Like many modern holidays, Valentine’s Day has its origins in a pagan festival that the early church tried to eradicate.
In Roman days the fertility feast of Lupercalia was celebrated in mid-February. Men first would sacrifice goats and dogs. They then used the hides to whip women.
“Young women would actually line up for the men to hit them. They believed this would make them fertile,” says Noel Lenski, a historian at the University of Colorado.
The celebration included a matchmaking lottery, in which young men drew the names of women from a jar.
According to Brian Bates, a professor at the University of Sussex, “Young men and women drew lots for sexual partners in preparation for a day of sanctioned license the following day.”
How did we get from the Roman version of hooking up to chocolates and roses? We can thank Emperor Claudius II.
Roman Emperor Claudius II executed two men – both named Valentine – on Feb. 14 of different years in the 3rd century A.D. One of these Valentines was a priest who secretly married couples against the wishes of Claudius, who believed that unmarried men made better soldiers.

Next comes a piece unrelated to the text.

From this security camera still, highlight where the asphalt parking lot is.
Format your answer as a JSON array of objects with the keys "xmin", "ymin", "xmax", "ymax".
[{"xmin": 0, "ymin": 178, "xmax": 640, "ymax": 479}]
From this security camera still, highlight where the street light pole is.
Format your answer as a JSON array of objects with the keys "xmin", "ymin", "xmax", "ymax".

Apparently “Valentine” was a common name in those days because there are reports that a 3rd “Valentine” was also beheaded by Claudius II.
Their martyrdom was honored by the Catholic Church with the celebration of Saint Valentine’s Day.

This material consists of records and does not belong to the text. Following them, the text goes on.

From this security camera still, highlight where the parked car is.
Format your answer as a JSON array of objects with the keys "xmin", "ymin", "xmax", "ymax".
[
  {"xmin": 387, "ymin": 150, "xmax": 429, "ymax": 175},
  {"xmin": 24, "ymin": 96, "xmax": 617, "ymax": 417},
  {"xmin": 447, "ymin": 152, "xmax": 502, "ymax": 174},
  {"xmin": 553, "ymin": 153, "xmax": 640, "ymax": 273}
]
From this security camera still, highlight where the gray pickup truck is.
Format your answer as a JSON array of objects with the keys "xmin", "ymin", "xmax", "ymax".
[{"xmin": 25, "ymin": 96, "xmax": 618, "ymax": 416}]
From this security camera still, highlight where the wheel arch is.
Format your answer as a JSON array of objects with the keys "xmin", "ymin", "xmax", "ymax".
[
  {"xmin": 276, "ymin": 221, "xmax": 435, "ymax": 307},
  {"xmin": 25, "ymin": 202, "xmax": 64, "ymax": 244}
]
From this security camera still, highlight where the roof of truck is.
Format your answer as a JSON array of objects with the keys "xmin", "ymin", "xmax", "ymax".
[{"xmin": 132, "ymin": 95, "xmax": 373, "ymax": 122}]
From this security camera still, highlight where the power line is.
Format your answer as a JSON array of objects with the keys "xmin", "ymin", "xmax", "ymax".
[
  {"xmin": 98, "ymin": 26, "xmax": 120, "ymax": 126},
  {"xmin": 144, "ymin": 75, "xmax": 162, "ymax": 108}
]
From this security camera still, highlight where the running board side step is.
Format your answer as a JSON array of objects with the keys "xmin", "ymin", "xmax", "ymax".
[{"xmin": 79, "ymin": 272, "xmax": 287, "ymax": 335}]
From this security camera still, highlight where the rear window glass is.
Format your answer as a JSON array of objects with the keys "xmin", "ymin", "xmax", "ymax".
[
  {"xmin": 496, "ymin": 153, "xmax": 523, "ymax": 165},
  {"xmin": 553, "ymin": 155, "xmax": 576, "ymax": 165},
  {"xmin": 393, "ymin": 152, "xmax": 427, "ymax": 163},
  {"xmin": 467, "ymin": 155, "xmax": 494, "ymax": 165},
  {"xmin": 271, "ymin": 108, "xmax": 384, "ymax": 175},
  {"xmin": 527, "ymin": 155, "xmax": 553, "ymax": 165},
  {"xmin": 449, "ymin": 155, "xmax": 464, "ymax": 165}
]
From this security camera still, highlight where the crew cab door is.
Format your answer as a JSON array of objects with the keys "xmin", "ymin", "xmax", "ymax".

In an effort to control the lewder aspects of the Lupercalia festival, the church fathers made a few changes to the pagan holiday. Instead of drawing the names of sexual partners out of a box, young men were encouraged to pick the names of saints—and then spend the following year emulating the saint whose name they drew.
The church tried to change the focus of the holiday from sexual license to chaste romantic love.
Not surprisingly, the romantic aspect is what became and remains popular, not the more austere love of the Christian martyrs.